Some research has suggested a link between internalised homophobia and unprotected sex. Investigators wished to gain a better understanding of the relationship between internalised homophobia and serodiscordant unprotected anal sex amongst a population of 675 HIV-positive gay men recruited through community-based organisations in six US cities.

The men had a median age of 42 years. Most (80%) identified as gay, the remaining 20% describing themselves as bisexual. Approximately 50% were African Americans and the median average income was low at a little under $11,000 per year. A third of the men were diagnosed with HIV before 1991, another third between 1991 and 1997 and the remaining third after 1998. Three-quarters of the men were taking antiretroviral therapy. Median CD4 cell count was 428 cells/mm3 and median viral load was 2800 copies/ml.

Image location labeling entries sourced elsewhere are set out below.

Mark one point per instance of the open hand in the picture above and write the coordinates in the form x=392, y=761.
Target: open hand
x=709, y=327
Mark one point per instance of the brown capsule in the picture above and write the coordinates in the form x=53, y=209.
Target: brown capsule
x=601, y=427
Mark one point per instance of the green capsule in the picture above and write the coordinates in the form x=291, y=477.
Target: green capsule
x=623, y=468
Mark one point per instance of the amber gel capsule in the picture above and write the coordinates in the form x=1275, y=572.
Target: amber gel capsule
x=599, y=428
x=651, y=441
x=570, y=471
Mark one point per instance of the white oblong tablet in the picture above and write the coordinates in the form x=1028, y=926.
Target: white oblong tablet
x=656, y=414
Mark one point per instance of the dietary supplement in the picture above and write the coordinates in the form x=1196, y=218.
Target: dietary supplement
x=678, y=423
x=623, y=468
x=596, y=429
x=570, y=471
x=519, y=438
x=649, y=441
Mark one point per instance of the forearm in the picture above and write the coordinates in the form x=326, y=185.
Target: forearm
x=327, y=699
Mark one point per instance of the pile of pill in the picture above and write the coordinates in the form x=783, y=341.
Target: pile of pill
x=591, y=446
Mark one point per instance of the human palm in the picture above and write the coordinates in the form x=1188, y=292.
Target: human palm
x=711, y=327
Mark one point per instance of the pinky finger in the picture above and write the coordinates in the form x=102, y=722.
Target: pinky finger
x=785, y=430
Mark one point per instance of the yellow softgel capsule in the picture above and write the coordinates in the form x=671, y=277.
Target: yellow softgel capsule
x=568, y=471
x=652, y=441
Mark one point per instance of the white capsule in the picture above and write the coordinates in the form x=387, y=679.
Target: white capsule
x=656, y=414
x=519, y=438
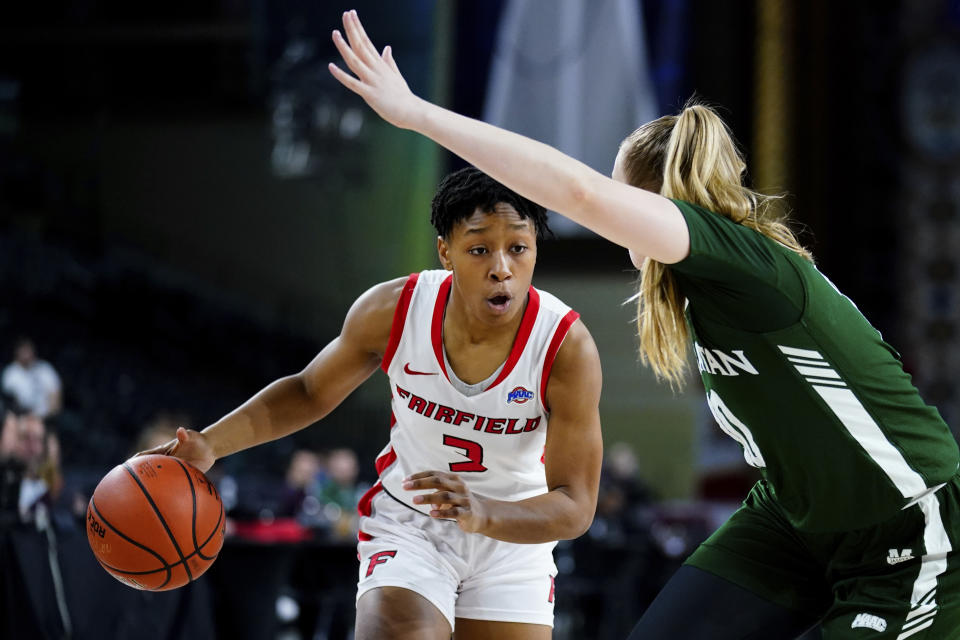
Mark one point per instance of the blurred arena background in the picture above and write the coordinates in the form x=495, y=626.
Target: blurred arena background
x=189, y=204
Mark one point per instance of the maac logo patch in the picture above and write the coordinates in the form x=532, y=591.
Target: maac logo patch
x=519, y=395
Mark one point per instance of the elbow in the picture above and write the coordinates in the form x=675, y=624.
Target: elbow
x=579, y=194
x=579, y=522
x=582, y=525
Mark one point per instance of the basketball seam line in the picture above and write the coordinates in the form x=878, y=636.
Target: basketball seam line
x=156, y=510
x=196, y=545
x=166, y=567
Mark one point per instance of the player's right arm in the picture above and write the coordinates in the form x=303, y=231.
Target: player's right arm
x=296, y=401
x=640, y=220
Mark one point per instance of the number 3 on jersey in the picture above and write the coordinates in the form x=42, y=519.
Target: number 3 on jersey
x=735, y=428
x=470, y=449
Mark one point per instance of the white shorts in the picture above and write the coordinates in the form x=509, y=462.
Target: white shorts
x=465, y=575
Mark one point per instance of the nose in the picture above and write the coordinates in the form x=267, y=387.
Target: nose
x=500, y=268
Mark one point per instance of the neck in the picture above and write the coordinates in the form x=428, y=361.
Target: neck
x=460, y=326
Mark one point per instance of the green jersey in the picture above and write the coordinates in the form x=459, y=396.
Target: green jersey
x=796, y=374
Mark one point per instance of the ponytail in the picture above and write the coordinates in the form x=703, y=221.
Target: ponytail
x=690, y=157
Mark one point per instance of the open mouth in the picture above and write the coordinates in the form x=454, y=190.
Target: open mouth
x=499, y=303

Using self-completed questionnaires, the investigators measured: internalised homophobia; self-assessed sexual orientation; comfort with one’s sexuality and one’s body; compulsive sexual behaviour; alcohol use; drug use; mental health; comfort using condoms; and unsafe sex. Measures of unsafe sex included non-disclosure to non-primary partners and unprotected anal sex with men of an unknown or different HIV status in the previous three months.

Overall, internalised homophobia was most common amongst African American men (p = 0.011) and men who ranked religion as important to them (p = 0.012).

There was also an association between internalised homophobia and depression (p = 0.02) and lower levels of education (p = 0.04).

The investigators found two relationships between internalised homophobia and unprotected sex.

Firstly, they found that men who were not “out” as gay or bisexual had lower levels of HIV disclosure to their secondary sexual partners, which in turn was associated with unprotected anal sex with men of unknown HIV status.

Secondly, a relationship was also demonstrated between lack of sexual comfort - comfort with one’s sexuality and body image - and poor condom efficacy, which in turn led to an increased risk of unprotected anal sex with men of a different or unknown HIV status.

“These data appear to confirm the previously hypothesized role of internalised homophobia as a precursor of unsafe sexual behavior in men who have sex with men,” comment the investigators.

Furthermore, the investigators also suggest that internalised homophobia could also be important to “understanding gay men’s higher rates of body dissatisfaction, eating disorders, eating-disordered behaviors, and insecure body image compared to their straight male counterparts.”

They conclude, “for HIV-seropositive men…these data do implicate internalised homophobia in risk behavior and suggest that its modification may be a useful adjunct to sexual risk reduction programs.”


Ross, MW et al. The relationship of internalized homonegativity to unsafe sexual behavior in HIV-seropositive men who have sex with men. AIDS Education and Prevention 20: 547-57, 2008.